(116l) Dynamics of forced and unforced autophoretic particles

Chemically active, or autophoretic, particles that isotropically emit or absorb solute molecules undergo spontaneous self-propulsion when their activity is increased beyond a critical Péclet number (Pe). Results from numerical computations of a rigid, spherical autophoretic particle [J. Fluid Mech., 948, A41 (2022)] in unsteady rectilinear translation are presented. The particle can be freely suspended (or ‘unforced’) or subject to an external force field (or ‘forced’). The motion of an unforced particle progresses through four regimes as Pe is increased: quiescent, steady, stirring and chaos. The particle is stationary in the quiescent regime, and the solute profile is isotropic about the particle.

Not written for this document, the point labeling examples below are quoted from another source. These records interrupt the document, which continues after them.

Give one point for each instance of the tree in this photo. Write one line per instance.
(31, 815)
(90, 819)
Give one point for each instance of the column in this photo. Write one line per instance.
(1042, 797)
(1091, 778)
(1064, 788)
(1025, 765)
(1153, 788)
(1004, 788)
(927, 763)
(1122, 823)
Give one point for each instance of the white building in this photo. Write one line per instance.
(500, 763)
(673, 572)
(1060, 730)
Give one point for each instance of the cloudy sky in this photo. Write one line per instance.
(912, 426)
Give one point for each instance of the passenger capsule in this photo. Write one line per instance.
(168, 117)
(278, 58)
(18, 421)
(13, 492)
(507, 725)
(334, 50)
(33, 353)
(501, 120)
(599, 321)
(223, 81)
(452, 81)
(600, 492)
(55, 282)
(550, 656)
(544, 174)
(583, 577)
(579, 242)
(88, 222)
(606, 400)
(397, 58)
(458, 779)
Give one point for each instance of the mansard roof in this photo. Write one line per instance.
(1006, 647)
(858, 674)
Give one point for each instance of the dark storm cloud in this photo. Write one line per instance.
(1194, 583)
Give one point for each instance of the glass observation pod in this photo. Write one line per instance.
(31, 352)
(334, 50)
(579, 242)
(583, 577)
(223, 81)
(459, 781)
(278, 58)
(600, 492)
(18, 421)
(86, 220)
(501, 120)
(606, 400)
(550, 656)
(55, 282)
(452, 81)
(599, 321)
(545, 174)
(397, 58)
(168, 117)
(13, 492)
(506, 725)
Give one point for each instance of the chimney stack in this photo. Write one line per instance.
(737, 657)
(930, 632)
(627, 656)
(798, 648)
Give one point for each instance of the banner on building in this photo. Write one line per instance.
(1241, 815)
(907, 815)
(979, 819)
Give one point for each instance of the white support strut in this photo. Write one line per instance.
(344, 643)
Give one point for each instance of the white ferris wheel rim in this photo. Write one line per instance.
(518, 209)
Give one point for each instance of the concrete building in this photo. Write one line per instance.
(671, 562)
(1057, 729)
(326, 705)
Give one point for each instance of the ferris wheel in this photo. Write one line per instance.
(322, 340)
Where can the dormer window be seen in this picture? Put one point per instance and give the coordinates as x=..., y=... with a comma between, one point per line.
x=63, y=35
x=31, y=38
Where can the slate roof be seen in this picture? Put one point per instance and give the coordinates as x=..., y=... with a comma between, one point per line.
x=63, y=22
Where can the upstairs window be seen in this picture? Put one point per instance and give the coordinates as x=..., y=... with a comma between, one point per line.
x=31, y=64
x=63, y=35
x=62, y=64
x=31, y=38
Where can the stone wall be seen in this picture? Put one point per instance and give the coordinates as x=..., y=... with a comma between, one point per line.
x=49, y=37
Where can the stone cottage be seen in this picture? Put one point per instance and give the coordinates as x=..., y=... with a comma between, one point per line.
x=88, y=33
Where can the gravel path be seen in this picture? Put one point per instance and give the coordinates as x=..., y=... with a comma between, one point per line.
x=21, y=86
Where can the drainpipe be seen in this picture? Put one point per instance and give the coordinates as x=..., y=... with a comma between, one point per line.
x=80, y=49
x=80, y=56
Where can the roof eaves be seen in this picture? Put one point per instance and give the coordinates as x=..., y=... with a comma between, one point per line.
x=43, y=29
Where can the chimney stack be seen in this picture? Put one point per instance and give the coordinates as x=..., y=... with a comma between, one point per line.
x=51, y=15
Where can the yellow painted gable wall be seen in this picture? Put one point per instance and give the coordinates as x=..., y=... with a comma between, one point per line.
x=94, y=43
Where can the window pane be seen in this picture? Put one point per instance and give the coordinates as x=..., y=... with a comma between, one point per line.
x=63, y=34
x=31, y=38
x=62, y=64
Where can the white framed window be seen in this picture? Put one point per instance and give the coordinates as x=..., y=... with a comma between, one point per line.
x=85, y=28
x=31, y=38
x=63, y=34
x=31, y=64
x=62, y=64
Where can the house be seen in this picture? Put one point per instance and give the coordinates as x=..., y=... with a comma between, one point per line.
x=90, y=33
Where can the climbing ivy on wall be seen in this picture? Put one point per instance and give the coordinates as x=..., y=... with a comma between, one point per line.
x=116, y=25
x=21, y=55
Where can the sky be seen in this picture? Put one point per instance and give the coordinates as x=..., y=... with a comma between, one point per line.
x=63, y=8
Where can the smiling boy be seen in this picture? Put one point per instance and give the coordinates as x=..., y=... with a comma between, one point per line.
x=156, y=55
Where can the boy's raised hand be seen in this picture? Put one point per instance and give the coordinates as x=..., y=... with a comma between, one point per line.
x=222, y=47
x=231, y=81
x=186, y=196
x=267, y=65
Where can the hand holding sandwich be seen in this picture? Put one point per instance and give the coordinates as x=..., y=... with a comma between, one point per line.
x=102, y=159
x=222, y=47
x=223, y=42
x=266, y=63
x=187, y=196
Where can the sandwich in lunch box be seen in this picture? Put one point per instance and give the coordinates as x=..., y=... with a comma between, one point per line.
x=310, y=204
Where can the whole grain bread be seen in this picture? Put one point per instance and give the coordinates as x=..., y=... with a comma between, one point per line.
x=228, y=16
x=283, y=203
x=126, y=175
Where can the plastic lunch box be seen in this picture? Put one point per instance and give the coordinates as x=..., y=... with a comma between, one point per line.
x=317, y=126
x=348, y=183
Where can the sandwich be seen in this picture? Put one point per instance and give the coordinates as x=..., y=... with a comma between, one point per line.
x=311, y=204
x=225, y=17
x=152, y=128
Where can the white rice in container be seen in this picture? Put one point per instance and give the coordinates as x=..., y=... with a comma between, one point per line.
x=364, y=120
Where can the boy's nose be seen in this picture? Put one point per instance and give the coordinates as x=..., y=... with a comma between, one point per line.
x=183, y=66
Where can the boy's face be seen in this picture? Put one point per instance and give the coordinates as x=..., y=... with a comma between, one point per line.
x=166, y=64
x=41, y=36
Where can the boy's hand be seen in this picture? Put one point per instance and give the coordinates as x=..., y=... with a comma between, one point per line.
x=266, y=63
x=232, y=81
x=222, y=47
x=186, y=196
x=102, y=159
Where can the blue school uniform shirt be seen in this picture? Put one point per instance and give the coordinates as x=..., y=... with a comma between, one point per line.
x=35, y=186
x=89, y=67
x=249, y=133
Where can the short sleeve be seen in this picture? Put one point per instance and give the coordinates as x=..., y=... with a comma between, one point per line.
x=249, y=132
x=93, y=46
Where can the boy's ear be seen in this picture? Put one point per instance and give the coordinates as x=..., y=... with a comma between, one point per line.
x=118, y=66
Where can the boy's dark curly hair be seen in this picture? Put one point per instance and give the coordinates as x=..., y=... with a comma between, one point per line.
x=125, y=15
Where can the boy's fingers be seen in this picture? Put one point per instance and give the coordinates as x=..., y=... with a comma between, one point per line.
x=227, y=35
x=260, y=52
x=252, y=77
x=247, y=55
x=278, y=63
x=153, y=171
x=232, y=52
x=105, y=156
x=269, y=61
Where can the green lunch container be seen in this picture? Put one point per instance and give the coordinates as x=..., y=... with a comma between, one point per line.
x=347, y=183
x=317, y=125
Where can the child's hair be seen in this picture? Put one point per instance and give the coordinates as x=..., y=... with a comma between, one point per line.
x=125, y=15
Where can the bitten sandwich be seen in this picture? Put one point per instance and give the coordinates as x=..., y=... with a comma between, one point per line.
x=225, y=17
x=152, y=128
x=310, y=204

At Pe = 4 the fore–aft symmetry in the solute profile is broken, resulting in its steady self-propulsion. the onset of self-propulsion, as has been predicted in previous studies. A further increase gives rise to the stirring regime at Pe ≈ 27, where the fluid undergoes recirculation, while the particle remains essentially stationary. As Pe is increased even further, the particle dynamics is marked by chaotic oscillations at Pe ≈ 55 and higher, which we characterize in terms of the mean square displacement and velocity autocorrelation of the particle. Our results for an autophoretic particle under a weak external force are in good agreement with asymptotic predictions [J. Fluid Mech., 916, A47 (2021)]. Additionally, we demonstrate that the strength and temporal scheduling of the external force may be tuned to modulate the chaotic dynamics at large Pe.